According to the Food and Agriculture Organization of the United Nations, one of the major changes is that agriculture is global. Countries import and export much of the food they use.

In addition, though agriculture worldwide produces enough food to feed everyone, 805 million people still do not have enough food on a regular basis. The organization points to practices in all countries that degrade the soil and reduce biodiversity.

Climate changes impact agriculture, too. The local farmer must deal with the exploding costs of equipment and supplies that demand he plant more acreage in order just to break even. Today’s farmers must know marketing, environmental laws, diesel mechanics, and be an electrician and an accountant, among other skills.

It is no wonder that in the past ten years, the number of farmers under age 25 has declined by 50 percent. Corporations are buying out small farms and employing corporate practices in food production.

How is Agriculture Responding to the Changes?

Owners of small farms are becoming conservationists to preserve the integrity of their croplands. They are also getting educated. There is an uptick in the number of college students majoring in agriculture-related disciplines.

On a corporate level, agriculture is becoming a sophisticated industry with concepts like “Smart Ag” that focuses on adjusting farming practices to make them more adaptive and “resilient to stresses on the environment.”

What are the Career Opportunities in Agriculture?

Today’s agriculture is big business. Twenty percent of American jobs have ties to agriculture. According to the website Ag Web, the number of jobs in the Ag field increased 23 percent from 2009 to 2010. This includes jobs in related fields like sales and marketing, management, custom applicators, production, and general labor. Of these jobs, nearly half require a minimum of a bachelor’s degree.

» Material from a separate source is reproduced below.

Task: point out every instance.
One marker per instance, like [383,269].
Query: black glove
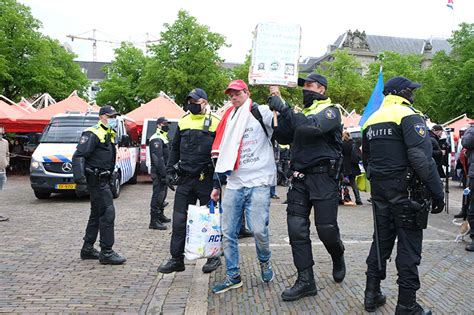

Global agriculture impact necessitates professions in research and development as well as public health components of food production. There is a need for people who understand cultural differences and who can coordinate multi-national policies.

The majority of positions in the US are in the Midwest. Online job-seekers flock to positions in agronomy, biotechnology, equipment and machinery, and other fields. In that period from 2009 to 2010, the total number of job views was 7.5 million, an increase of 11.7 percent.

Agriculture is changing as it goes global and attempts to feed the more than 7.3 billion people that live on this planet. That change means shifting to more technology-rich farming methods and being conscious of conservation in biologically unstable areas.

Those alterations require professionals with skill sets that match the challenges. Ag jobs range from production laborers to upper-level corporation managers. The Employment Outlook for the Agricultural Industry is bright.